4.2.1. Hardened AMIs and Container Images
First Principle: Compute security starts at the image. Every EC2 instance and container inherits the security posture of its base image — a hardened golden AMI with no unnecessary packages eliminates entire categories of vulnerabilities before a single line of application code runs.
EC2 Image Builder automates secure AMI creation:
- Define image pipelines that build, test, and distribute AMIs on a schedule
- Start from AWS base AMIs, then apply hardening components (CIS benchmarks, STIG compliance)
- Run automated tests before distributing (e.g., verify no open ports, no default credentials)
- Distribute approved AMIs across accounts and Regions
Systems Manager for fleet-wide image compliance:
- State Manager: Enforce configuration baselines (ensure required agents are installed)
- Patch Manager: Apply OS and application patches to running instances
- Inventory: Track installed software and configurations across all managed instances
Container Image Security:
- Use minimal base images (Alpine, distroless) to reduce attack surface
- Scan images with Amazon Inspector during build (CI/CD integration)
- Sign images with Docker Content Trust or AWS Signer to verify integrity
- Store in Amazon ECR with image scanning enabled and immutable tags
⚠️ Exam Trap: Image Builder creates AMIs.

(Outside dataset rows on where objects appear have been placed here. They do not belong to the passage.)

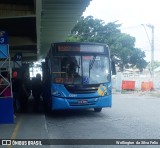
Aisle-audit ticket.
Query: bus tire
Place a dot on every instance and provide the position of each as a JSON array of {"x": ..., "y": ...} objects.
[{"x": 97, "y": 109}]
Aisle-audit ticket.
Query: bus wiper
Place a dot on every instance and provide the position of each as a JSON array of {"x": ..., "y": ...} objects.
[{"x": 91, "y": 62}]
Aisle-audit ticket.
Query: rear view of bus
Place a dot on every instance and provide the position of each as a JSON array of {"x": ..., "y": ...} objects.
[{"x": 77, "y": 76}]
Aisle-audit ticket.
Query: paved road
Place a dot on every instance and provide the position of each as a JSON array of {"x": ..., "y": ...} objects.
[{"x": 131, "y": 117}]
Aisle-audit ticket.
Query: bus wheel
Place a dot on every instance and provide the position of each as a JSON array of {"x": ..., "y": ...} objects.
[{"x": 97, "y": 109}]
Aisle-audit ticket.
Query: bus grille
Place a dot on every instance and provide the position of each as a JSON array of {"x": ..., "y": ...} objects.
[{"x": 82, "y": 89}]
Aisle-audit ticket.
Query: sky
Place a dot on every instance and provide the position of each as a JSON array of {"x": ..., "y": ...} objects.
[{"x": 132, "y": 14}]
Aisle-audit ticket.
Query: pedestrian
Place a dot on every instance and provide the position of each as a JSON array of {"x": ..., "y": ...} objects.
[{"x": 16, "y": 91}]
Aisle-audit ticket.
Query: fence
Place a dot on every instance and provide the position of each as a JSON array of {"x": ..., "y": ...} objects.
[{"x": 118, "y": 80}]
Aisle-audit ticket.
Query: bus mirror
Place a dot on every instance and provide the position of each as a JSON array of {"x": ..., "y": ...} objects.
[{"x": 113, "y": 68}]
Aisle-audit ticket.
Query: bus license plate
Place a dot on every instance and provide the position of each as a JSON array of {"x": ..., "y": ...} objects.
[{"x": 82, "y": 101}]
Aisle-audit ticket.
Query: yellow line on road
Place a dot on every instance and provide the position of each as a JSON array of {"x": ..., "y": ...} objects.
[{"x": 15, "y": 131}]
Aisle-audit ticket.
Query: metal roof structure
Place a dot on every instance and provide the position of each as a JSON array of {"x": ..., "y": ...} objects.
[{"x": 32, "y": 25}]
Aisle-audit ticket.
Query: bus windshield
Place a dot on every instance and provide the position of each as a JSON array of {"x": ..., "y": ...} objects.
[{"x": 81, "y": 69}]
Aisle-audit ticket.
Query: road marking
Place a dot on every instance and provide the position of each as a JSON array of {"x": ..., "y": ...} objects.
[{"x": 15, "y": 131}]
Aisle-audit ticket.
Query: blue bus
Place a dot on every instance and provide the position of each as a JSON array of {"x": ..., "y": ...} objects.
[{"x": 77, "y": 75}]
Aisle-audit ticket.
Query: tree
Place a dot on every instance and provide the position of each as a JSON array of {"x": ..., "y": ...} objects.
[{"x": 122, "y": 46}]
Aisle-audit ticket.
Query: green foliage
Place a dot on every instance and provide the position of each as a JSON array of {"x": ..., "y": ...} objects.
[{"x": 122, "y": 46}]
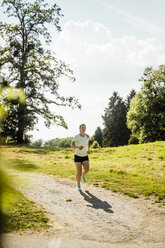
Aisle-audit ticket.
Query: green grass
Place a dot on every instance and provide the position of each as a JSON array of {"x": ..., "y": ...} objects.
[
  {"x": 18, "y": 212},
  {"x": 133, "y": 170}
]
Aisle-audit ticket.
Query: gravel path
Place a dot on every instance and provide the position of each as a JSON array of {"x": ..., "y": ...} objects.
[{"x": 95, "y": 215}]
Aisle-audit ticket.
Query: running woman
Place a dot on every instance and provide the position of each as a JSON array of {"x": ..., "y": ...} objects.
[{"x": 81, "y": 144}]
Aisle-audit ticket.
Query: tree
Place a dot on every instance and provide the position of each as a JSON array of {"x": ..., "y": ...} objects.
[
  {"x": 98, "y": 136},
  {"x": 95, "y": 145},
  {"x": 115, "y": 132},
  {"x": 38, "y": 143},
  {"x": 25, "y": 63},
  {"x": 129, "y": 98},
  {"x": 146, "y": 117}
]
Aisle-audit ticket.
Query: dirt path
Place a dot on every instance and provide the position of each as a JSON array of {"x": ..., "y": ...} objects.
[{"x": 95, "y": 215}]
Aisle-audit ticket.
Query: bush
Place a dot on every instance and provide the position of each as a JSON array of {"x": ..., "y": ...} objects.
[
  {"x": 95, "y": 145},
  {"x": 133, "y": 140}
]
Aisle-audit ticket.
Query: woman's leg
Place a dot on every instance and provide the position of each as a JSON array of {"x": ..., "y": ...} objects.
[
  {"x": 86, "y": 167},
  {"x": 79, "y": 172}
]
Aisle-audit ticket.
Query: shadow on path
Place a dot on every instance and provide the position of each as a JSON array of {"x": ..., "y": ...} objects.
[{"x": 96, "y": 203}]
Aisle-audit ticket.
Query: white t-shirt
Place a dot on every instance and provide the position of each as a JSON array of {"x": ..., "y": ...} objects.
[{"x": 81, "y": 141}]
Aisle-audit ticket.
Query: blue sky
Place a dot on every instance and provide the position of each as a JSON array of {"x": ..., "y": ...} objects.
[{"x": 108, "y": 44}]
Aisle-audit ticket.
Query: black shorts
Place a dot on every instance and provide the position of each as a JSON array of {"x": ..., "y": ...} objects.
[{"x": 80, "y": 159}]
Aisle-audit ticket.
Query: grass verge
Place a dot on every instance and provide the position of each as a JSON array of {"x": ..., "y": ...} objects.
[
  {"x": 18, "y": 212},
  {"x": 133, "y": 170}
]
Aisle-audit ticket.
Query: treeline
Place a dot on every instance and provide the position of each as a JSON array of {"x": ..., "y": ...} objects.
[{"x": 138, "y": 119}]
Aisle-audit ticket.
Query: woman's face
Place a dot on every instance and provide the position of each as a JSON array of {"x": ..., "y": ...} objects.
[{"x": 83, "y": 129}]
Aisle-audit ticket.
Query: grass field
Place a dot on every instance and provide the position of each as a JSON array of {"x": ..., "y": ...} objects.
[{"x": 133, "y": 170}]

Inspector scans them for vulnerabilities. These are complementary — Image Builder doesn't scan for CVEs, and Inspector doesn't create AMIs. Know which does what.
Scenario: A security team creates a hardened AMI pipeline using Image Builder that starts from the latest Amazon Linux 2023 AMI, applies CIS Level 2 hardening, removes unnecessary packages, and runs Inspector to verify zero critical/high CVEs before distribution.
Reflection Question: Why is building security into the image (shift-left) more effective than patching running instances (shift-right)?